Nothing stays put or intact, and the clincher to the clincher comes when Ulrich, emerging from hypnosis without knowing what he's said, at the doctor's command raises his right hand "in a stiff salute." Both the doctor and Abish's narrator have the advantage of him, retrospectively anyway, in this extraordinary kaleidoscope in which labels, slogns, titles of books and people, reputations and reflexes, flutter about incessantly and mutate in the twinkling of an eye. "Is it possible," the book concludes, "for anyone in Germany, nowadays, to raise his right hand, for whatever the reason, and not be flooded by the memory of a dream to end all dreams?" In a word, this fastidious, honed, optical illusion of a book is yet another example of its own theme: individual and national trauma. The net effect is moving, not least because the protagonist, unable to face the truth of his existence, invents for himself a fake identity that's less individual than national. And all that comes his way -- the matchstick replica, made by an old Hargenau family retainer, of the nearby death-camp; the mass grave uncovered in the main street of Brumholdstein; almost being knocked down twice in the street by passing vehicles, and being shot in the arm -- sharpens the poignancy and makes his fake identity an expendable piece of trash, a figment, a cross.
Abish writes here with some of the meticulous, almost philatelic obsessiveness of what used to be called the French New Novel, but in his hands the technique is never boring or flat, mainly because every shred of the evidence he records has a vast emotional hinterland.
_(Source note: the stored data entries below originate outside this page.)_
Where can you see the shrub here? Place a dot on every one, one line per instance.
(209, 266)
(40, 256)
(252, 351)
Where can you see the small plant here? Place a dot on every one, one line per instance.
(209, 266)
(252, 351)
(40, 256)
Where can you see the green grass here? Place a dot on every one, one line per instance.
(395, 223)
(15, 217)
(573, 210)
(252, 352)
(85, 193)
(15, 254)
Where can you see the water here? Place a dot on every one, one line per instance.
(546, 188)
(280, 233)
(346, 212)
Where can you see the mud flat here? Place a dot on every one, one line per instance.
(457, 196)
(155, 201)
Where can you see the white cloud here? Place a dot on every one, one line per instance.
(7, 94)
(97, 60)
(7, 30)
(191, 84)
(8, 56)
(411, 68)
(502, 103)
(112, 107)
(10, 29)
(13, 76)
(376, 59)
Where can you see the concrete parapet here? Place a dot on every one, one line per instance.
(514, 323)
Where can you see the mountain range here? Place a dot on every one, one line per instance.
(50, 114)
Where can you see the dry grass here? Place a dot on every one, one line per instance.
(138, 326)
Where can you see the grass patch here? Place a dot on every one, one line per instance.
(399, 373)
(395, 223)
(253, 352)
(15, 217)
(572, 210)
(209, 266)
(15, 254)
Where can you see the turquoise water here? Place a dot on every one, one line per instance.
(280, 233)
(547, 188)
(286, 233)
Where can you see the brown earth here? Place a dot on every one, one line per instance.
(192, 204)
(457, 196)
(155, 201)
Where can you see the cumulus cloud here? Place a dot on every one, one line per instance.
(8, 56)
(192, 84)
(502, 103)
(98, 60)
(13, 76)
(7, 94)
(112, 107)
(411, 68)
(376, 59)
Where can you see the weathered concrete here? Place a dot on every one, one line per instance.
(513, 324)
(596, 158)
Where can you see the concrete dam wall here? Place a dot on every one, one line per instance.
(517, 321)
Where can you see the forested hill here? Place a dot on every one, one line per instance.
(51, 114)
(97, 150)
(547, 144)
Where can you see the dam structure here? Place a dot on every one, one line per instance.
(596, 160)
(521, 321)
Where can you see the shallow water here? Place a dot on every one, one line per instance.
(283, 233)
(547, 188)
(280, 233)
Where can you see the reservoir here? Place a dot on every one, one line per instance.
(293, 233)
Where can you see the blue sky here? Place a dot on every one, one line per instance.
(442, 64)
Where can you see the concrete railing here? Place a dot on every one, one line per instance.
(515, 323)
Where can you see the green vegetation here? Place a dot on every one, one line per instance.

Everything is ponderable here because it's mysterious, and the mysteriousness comes in part from the "fact" with which an interviewer confronts Ulrich: "One reads your books always feeling as if some vital piece of information is being withheld." The missing piece is Freudian, it seems; but the best measure of Abish's skill is the way in which, while giving the reader that same feeling of being denied something, he supplies all you need. Read him once for story, then again for the personification of Germany, and then a third time to fill up the lacunae. The uncanny thing is that, once you know the truth that Ulrich knows about himself, the novel -- far from being defused -- takes off again, like an erupting guidebook. Note "the magnificent landscapes, die Landschaft" and "the blue sky, der Blaue Himmel," ladies and gentlemen. These things keep the tourist sane and drive the German mad. Abish's masterly novel does a bit of both, and much, much more; it's his finest book to date.